The firm maintains an active corporate finance transactional practice and assists clients with registered public offerings of equity and debt securities, including initial public offerings, secondary offerings, exchange offers and business combinations, “shelf registrations” and private offerings of equity and debt securities by both public and privately-held companies.
Additionally, the firm has established ongoing relationships with national and regional investment banking firms and regularly represents issuers with respect to private transactions in offerings of a variety of instruments, most frequently Rule 144A debt offerings, as well as a variety of corporate debt and equity securities.

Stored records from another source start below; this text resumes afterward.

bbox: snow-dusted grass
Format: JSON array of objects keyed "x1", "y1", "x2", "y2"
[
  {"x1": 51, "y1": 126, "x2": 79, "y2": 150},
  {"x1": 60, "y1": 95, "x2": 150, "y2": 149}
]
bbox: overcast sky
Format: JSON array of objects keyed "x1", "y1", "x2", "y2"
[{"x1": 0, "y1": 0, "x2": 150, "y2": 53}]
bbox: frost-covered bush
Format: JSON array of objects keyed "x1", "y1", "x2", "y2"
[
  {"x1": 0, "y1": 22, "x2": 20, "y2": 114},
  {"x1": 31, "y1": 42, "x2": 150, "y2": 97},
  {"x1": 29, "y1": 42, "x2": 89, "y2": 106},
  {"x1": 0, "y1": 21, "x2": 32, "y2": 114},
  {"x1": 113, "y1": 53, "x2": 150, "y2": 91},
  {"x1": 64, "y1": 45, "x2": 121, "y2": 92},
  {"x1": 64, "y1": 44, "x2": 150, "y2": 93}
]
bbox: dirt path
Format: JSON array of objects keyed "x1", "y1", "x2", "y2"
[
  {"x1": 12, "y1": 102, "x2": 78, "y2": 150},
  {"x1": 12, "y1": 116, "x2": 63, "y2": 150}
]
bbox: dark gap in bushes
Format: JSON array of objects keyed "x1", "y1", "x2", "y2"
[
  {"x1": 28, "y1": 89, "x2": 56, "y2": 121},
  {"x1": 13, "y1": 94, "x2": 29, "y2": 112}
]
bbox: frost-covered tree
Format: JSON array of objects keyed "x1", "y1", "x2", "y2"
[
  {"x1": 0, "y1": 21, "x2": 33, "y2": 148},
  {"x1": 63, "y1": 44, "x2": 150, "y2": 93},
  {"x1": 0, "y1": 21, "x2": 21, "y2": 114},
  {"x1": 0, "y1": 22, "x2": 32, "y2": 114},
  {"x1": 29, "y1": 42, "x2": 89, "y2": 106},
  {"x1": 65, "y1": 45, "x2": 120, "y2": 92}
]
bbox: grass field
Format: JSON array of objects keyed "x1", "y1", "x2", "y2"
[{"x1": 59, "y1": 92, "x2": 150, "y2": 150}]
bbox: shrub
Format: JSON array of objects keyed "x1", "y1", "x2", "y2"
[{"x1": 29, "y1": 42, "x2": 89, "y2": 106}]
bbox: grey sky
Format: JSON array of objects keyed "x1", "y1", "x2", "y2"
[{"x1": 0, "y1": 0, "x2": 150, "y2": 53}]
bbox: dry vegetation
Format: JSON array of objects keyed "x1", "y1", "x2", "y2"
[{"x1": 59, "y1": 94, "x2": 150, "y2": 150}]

- Equity offerings and rights offerings
- Debt offerings, including Rule 144A/Regulation S offerings
- Initial public offerings
- Private placements, PIPEs and venture capital investments
- Commercial paper
- Convertible and hybrid security offerings
- Debt or equity repurchases, exchange offers and tender offers
Members of the firm’s Securities and Corporate Governance team work with public company boards across a diverse range of industries with respect to corporate governance standards and best-practices, the identification and mitigation of risk, and the avoidance of shareholder litigation. We routinely advise public companies and their boards of directors, board committees, and management on a variety of key issues, including:
- Design and implementation of corporate compliance programs and codes of conduct
- Compliance with SEC and stock exchange corporate governance disclosure requirements
- Matters relating to audit, compensation, and nominating/corporate governance committees charters and committee composition
- Board independence
- Executive compensation, including trends and best-practices
- Risk management
- Advice with respect to shareholder proposals and dealing with activist shareholders
- Advice with respect to antitakeover matters
- ISS and Glass Lewis corporate governance policies
- Fiduciary responsibilities of directors and officers
- Consideration of related party matters
- Establishment of special committees for mergers, acquisitions, spin offs, going private transactions and other special matters
- Ongoing director education
Securities aspects of M&A
Our securities and corporate governance practice is complemented by our active involvement in the securities aspects of M&A transactions. Our team closely coordinates with our M&A colleagues in drafting proxy statements or information statements for M&A transactions, focusing on compliance with applicable disclosure standards for seeking approval of business combinations. We regularly provide securities advice for transactions that involve the issuance of securities of the acquiring company to target shareholders, tender offers, proxy contests, spin-offs, split-offs, carve-outs and other restructurings.